Days of thunder

February 24, 2010

I spent my youth in the delusion that I was a poet of note, one who inflicts artificial hurt on himself to write ten good lines.  I thought Rilke wanted me to.  Inspiration was everywhere, but undoubtedly it came in the road less traveled.  It was to be found in simpler things; in the good eye of a half blind girl on the bus, the sigh of a bitch in heat, a boy with a schoolbag half his size, a photograph, a memory, a yearning.

I was 14 when I read Milan Kundera’s “Life is Elsewhere”. It was distressing then that I lacked the intellectual maturity and the experiences that would naturally come in later years (I hoped), to fully understand what he wanted to say, but for all my literary pretensions, my sensibilities permitted one good line out of this book:

                You haystacks smoking in the mist

                Burning the incense of her heart

Work in Terengganu

February 5, 2010

My company was just awarded a lucrative contract (I led the team), and to execute it, I have to be in terengganu for much of the beginning of the year, missing holidays & weekends. I stay in a rented apartment in Kuantan, the state capital of Pahang, by far the largest town on the eastern seaboard, which doesn’t mean much when the population is barely 500,000, though it hosts a couple of starbucks, a bowling alley, 2 hypermarkets and a golf course.

I learn to drive slow, running counter to my city-boy urges, getting stuck behind trucks & tankers, and kampong drivers with no urgency to get anywhere.  With the view this good, it’s more peaceful to just slow down and start enjoying the drive.  This contract covers 4 oil & gas plants, stretching from Gebeng, Pahang to Kemaman & Kertih, Terengganu.  From my apartment I head north to Gebeng in about 30 minutes, and kemanan, where my regional office is at, is a further 30 minutes, crossing the state line. Kertih would be another hour away. At most times the roads hug the coast, lined with coconut trees and sparsely populated villages, passing entrances to starred resorts where welcome drinks with little umbrellas & 2night/3day packages beckon. Stalls would sell dried seafood products, and roadside restaurant shacks are stocked with coconut juices and promises of eastern sea breezes. 

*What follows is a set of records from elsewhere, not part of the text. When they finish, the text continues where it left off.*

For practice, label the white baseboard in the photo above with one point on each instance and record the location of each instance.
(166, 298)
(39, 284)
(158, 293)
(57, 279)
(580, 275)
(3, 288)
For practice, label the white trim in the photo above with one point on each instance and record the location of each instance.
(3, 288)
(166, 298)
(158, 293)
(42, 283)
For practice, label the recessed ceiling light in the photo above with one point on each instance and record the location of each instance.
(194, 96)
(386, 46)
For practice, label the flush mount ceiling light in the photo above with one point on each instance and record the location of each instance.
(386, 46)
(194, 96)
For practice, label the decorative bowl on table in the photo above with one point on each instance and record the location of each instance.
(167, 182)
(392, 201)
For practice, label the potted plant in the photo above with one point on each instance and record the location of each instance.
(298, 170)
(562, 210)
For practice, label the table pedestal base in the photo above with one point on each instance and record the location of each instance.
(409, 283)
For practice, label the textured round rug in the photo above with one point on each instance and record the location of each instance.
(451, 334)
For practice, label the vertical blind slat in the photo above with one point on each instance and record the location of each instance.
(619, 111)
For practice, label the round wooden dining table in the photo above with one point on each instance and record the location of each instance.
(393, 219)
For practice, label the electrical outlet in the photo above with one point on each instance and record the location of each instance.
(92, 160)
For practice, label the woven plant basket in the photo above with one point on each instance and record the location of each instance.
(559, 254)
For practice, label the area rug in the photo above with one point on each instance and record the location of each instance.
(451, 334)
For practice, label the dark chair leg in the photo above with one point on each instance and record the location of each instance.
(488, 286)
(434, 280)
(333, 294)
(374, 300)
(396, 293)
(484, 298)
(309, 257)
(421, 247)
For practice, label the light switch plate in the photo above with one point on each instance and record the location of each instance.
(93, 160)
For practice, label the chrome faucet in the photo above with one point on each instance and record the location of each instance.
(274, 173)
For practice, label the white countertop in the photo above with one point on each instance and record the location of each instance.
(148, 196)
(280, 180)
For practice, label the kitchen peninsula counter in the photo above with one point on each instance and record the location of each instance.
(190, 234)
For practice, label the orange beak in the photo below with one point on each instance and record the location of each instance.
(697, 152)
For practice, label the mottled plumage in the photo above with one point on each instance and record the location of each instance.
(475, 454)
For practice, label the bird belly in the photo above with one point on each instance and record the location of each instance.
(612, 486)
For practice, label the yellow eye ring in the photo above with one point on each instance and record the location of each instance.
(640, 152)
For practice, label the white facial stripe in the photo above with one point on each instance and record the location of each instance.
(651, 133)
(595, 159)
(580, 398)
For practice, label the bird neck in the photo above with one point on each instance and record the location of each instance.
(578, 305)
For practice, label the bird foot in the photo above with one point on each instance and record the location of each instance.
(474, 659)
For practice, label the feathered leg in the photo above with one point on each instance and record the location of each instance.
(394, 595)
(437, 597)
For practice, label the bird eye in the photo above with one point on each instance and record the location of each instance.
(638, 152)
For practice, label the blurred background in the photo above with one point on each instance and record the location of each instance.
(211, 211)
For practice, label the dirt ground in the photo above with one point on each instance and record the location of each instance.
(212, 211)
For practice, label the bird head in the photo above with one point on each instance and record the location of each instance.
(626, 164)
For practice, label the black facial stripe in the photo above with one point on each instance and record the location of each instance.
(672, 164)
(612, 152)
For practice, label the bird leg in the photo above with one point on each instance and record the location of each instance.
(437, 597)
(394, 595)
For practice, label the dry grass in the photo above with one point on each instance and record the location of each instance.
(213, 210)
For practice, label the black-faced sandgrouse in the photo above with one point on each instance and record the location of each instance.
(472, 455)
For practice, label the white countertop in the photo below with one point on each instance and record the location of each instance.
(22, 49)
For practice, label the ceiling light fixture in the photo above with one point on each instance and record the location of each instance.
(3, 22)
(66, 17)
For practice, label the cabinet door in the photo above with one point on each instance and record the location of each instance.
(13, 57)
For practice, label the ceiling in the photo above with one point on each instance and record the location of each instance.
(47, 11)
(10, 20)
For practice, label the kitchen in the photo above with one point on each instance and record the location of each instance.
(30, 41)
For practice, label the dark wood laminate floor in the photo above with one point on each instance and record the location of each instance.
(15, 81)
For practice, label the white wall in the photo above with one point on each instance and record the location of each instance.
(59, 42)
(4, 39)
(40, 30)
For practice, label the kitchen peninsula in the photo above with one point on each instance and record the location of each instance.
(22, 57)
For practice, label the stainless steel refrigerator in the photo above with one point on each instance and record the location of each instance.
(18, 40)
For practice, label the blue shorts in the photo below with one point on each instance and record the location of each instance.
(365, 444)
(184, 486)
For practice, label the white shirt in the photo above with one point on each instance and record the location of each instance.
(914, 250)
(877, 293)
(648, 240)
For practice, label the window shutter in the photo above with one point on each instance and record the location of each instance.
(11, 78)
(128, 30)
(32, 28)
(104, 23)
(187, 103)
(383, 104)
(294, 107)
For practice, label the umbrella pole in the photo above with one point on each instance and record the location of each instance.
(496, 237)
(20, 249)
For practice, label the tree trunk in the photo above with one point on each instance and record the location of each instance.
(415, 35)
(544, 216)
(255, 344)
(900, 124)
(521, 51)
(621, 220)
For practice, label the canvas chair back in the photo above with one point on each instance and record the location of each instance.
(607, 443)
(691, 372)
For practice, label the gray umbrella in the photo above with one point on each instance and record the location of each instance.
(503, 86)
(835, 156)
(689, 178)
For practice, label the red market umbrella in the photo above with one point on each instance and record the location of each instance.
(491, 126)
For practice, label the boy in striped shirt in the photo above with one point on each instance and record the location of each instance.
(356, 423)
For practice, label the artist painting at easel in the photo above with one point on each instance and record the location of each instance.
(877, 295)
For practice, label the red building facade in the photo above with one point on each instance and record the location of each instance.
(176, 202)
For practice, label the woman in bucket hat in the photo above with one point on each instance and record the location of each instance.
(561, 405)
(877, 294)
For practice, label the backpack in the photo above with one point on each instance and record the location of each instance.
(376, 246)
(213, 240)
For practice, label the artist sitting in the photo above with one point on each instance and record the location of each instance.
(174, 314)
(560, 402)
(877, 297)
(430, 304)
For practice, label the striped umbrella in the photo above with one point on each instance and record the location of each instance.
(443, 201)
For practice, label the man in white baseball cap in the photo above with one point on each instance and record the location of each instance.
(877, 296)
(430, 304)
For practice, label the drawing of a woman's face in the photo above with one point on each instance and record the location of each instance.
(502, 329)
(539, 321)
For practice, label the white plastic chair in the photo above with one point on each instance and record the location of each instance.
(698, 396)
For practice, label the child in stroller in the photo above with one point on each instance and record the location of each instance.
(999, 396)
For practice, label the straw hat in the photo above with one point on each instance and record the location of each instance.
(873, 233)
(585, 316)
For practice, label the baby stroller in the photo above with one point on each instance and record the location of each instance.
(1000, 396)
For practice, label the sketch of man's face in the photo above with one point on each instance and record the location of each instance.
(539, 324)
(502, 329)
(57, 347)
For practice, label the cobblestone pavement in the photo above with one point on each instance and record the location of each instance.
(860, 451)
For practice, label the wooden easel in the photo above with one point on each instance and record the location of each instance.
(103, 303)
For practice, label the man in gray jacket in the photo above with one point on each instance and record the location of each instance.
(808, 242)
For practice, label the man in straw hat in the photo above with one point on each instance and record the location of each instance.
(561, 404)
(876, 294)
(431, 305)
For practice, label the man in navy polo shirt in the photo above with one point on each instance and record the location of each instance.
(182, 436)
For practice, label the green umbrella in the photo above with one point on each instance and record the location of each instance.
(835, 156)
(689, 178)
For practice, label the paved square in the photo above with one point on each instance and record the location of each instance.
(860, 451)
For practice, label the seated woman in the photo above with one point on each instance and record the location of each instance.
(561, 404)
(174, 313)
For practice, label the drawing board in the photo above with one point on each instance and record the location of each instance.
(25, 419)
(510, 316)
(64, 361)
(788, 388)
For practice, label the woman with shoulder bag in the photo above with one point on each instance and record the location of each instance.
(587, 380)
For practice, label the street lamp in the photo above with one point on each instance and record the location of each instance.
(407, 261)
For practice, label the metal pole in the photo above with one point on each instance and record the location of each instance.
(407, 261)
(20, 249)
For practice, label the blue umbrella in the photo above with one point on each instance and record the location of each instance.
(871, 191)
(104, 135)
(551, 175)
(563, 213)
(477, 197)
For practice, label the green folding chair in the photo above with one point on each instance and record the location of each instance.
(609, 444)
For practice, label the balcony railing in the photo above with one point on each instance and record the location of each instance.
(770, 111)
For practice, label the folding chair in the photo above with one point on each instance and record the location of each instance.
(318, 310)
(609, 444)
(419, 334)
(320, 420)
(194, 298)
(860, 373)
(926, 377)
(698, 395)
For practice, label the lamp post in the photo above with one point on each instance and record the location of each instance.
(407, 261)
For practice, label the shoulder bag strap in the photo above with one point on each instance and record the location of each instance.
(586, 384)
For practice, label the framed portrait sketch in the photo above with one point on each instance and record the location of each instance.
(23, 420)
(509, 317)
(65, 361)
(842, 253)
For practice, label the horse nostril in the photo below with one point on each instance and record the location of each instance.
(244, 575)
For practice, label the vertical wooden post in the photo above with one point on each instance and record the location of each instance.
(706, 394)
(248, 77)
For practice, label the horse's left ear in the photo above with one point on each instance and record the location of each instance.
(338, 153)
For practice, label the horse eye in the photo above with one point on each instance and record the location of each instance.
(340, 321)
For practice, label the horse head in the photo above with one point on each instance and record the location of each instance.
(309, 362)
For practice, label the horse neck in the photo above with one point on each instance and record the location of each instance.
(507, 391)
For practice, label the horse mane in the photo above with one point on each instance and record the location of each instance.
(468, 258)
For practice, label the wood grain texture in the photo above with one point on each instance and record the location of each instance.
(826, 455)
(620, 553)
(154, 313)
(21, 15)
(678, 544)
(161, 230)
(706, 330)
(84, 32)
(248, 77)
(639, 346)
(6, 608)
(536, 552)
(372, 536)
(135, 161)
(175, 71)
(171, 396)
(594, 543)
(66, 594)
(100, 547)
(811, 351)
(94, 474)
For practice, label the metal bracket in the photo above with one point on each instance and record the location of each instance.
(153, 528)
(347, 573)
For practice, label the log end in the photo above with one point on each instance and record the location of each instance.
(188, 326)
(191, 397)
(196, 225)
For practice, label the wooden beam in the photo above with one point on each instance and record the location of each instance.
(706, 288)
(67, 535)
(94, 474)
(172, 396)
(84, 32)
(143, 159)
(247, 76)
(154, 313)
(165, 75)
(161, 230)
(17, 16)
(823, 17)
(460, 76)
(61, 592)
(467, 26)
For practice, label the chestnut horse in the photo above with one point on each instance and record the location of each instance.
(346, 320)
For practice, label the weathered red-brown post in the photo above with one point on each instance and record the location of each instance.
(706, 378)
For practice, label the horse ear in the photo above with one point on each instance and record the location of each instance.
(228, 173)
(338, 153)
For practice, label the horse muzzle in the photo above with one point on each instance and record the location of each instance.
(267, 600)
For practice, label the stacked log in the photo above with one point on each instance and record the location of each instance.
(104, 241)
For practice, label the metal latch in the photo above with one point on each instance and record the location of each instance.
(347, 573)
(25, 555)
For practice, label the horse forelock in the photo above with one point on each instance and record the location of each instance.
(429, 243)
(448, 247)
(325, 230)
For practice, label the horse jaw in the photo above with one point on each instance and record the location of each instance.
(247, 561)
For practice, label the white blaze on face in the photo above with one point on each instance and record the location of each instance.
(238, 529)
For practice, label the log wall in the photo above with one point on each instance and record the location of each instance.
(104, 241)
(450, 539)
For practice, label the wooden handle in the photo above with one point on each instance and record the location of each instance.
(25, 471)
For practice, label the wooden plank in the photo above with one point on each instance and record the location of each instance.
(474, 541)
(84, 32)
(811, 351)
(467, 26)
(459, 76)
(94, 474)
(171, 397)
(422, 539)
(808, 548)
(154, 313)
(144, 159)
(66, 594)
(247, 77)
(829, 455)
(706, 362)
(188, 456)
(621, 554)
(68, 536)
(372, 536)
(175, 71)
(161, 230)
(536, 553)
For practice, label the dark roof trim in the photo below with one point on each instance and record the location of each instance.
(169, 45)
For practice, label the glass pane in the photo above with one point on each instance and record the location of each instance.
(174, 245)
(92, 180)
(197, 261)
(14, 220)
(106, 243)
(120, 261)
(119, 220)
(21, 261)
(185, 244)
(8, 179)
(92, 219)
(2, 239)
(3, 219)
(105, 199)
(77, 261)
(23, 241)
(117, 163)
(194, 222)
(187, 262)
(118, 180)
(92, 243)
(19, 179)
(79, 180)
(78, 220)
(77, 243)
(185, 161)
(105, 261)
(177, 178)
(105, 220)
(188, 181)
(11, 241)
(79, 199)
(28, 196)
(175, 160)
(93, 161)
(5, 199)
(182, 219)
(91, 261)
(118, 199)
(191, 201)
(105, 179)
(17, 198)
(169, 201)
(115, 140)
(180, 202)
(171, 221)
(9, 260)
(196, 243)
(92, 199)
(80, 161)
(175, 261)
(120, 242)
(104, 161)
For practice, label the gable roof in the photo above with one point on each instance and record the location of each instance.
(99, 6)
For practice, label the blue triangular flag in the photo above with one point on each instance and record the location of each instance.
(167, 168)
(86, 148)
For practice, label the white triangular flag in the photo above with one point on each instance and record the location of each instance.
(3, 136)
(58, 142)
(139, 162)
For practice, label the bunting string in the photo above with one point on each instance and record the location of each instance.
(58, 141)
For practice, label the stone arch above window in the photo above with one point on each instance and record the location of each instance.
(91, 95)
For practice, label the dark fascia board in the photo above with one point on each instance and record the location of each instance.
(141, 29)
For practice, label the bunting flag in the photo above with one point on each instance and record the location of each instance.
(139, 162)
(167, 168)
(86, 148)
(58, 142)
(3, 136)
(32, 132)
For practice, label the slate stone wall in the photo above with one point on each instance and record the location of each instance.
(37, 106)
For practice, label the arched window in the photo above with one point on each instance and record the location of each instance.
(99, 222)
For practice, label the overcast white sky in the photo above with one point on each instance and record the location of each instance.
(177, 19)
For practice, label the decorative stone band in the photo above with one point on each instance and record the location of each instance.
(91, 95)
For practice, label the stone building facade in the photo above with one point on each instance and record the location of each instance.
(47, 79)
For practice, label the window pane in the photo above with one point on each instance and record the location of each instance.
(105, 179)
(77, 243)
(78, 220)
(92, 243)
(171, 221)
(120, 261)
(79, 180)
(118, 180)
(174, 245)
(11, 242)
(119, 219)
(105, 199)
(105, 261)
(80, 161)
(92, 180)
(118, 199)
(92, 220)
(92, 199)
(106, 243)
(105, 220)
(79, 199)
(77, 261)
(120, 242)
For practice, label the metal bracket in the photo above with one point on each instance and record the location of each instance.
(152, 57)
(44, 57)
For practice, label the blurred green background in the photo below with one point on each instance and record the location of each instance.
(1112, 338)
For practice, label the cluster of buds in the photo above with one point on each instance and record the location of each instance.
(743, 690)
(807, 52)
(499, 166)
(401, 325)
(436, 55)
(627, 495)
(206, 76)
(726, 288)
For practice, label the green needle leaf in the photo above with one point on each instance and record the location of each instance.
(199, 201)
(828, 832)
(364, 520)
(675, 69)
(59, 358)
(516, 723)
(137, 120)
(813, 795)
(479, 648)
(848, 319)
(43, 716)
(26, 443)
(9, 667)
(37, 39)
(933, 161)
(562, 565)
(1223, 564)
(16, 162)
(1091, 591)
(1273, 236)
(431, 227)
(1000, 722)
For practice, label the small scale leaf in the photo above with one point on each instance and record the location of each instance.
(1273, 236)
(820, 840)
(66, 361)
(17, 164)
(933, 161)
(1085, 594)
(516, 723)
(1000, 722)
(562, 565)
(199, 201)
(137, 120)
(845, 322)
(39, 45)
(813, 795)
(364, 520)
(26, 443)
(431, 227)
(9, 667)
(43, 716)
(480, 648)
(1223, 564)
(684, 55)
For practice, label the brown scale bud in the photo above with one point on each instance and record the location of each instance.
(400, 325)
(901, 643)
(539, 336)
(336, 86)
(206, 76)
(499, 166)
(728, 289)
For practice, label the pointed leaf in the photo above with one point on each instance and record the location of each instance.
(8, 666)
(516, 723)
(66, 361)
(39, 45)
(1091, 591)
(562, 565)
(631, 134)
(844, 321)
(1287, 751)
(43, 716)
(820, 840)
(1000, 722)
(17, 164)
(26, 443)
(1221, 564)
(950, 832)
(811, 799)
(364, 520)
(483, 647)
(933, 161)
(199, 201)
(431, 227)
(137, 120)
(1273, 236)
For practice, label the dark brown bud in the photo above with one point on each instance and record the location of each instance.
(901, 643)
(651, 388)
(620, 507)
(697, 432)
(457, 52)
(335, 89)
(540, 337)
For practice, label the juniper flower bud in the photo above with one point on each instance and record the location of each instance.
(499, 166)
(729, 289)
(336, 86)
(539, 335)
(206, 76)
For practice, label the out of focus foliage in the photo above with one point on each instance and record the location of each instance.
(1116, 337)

In addition to these 4 plants, we have existing business here in the east coast, and our entire staff + help from other branches + contract workers had to work 16, 20 hour days everyday, Patrick and I found ourselves yesterday having to fill in for some very labor intensive work, when no one else was available.  We donned fire-retardant suits, safety shoes, work aprons, chemical gloves, safety helmets & face shields in the hottest day of the year, moved 1.12 tons of chemicals by hand (in 20kg carboys), first from a warehouse to the base of a cooling tower, then moving the entire load up, and then pouring them in. 2 middle aged men, both senior managers, risking our backs and straining never before used muscles, making our contribution.

Postscript(next day): My entire body hurts like a muthafucker.